Along these lines, one of the people in the movie states: “1-state, 2-state, 3-state, 7-state—whatever the eventual arrangement, it won’t last unless there are good relations on the ground.” OK, fine, but it’s not like the “eventual arrangement” is some minor detail. Are the settlements a gross violation of international law perpetrated by violent religious fanatics backed by a brutal army with a full panoply of modern weaponry? Are they a fully justified response by a plucky underdog country encircled by hostile neighbors intent on its genocidal destruction?
The approach of the rabbi and his admirers doesn’t seem to be a Gandhian philosophy of “let’s use nonviolent means to fight for what’s right,” but more of a “at least for now let’s not concern ourselves with what’s right but just tone down the rhetoric and see all concerned as human beings we should love rather than hate.” Again, it’s not that I’m not on board with that, but insofar as that’s the extent of the message it risks a passive acceptance of whatever fait accompli is established by those who are not so lovingly motivated.
That’s my frustration watching the movie: Do these people ever actually do anything? We see the rabbi meeting with other Jews or Arabs, or occasionally giving some sort of public talk, but is that all there is?
What of the people shown interacting with the rabbi, or praising the rabbi to the camera? Are they part of some organization he leads, or at least inspired? If so, what’s the name of the organization? What are its goals? What means does it use or intend to use to achieve its goals? Is it primarily Jews with a few token Arabs, vice versa, or is it about equally Jews and Arabs? What difficulties has it encountered? Which of the various parties in the occupied territories have been supportive, hostile, or neutral toward it? What criticisms do those who oppose it offer?
Those are the sorts of questions I expected to see eventually addressed, but they aren’t. Or maybe they are to a limited extent but I missed it. I know I wasn’t fully engaged by the movie, so it’s possible I zoned out here and there and missed some content that addressed these and other relevant questions.
There were also just sequences that struck me as not well edited. It’s hard to remember specifics, but here’s one: In the opening of the film, a voiceover talks about the settlements and some of the people involved with Rabbi Froman. At one point, one of the Jewish people and one of the Arab people who will appear later in the film are shown, and the narrator says something about how the issues these folks must deal with can destroy friendships, or create hostility between friends, or lead to personal conflicts, or something—I don’t remember the exact wording.
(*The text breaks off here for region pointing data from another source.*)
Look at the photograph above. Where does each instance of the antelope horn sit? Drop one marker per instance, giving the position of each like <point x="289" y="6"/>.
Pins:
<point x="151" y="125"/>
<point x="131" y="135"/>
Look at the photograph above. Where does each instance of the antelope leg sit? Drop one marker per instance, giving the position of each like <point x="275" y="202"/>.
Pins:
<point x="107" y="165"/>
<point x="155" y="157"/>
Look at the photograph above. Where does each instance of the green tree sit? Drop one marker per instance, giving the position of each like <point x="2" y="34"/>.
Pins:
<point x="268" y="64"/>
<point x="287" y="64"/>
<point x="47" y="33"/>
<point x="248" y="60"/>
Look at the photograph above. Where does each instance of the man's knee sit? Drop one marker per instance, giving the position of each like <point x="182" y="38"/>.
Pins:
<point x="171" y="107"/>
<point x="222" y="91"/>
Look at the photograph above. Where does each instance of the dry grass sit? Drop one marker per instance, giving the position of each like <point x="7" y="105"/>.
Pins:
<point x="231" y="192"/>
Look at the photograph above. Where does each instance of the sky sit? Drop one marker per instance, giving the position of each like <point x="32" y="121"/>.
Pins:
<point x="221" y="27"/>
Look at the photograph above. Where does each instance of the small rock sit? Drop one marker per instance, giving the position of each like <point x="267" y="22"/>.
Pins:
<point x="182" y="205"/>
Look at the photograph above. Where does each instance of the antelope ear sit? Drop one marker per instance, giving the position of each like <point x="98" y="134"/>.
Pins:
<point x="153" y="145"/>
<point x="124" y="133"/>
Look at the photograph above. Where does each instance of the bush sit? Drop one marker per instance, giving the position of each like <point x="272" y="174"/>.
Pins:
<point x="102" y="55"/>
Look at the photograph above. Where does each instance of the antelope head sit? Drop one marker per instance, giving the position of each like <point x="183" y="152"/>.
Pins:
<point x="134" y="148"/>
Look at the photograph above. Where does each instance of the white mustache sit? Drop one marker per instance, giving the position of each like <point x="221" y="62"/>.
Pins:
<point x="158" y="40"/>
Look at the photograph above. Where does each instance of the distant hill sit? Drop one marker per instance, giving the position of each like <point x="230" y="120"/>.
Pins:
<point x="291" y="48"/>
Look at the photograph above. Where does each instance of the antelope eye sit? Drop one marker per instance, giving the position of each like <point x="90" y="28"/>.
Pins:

But anyway, the clear implication is that this introduction is foreshadowing that there will be some significant clash between these two figures later in the film. But there isn’t. (Again, unless it was so minor and so brief that I missed it.)
That just seems like sloppy editing. It’s like at one point while putting the film together the filmmaker intended to include a sequence of these two people fighting and so put this little teaser in early, and then later decided not to include the sequence of them fighting but forgot he needed to remove this foreshadowing.
A Third Way is a documentary about an important topic, and its central character seems to be a good and perhaps even inspiring person (though I can see a case being made that—intentionally or unintentionally—he is encouraging passivity in the face of injustice), but at least the version I saw—which may or may not be the final film—does not live up to its promise.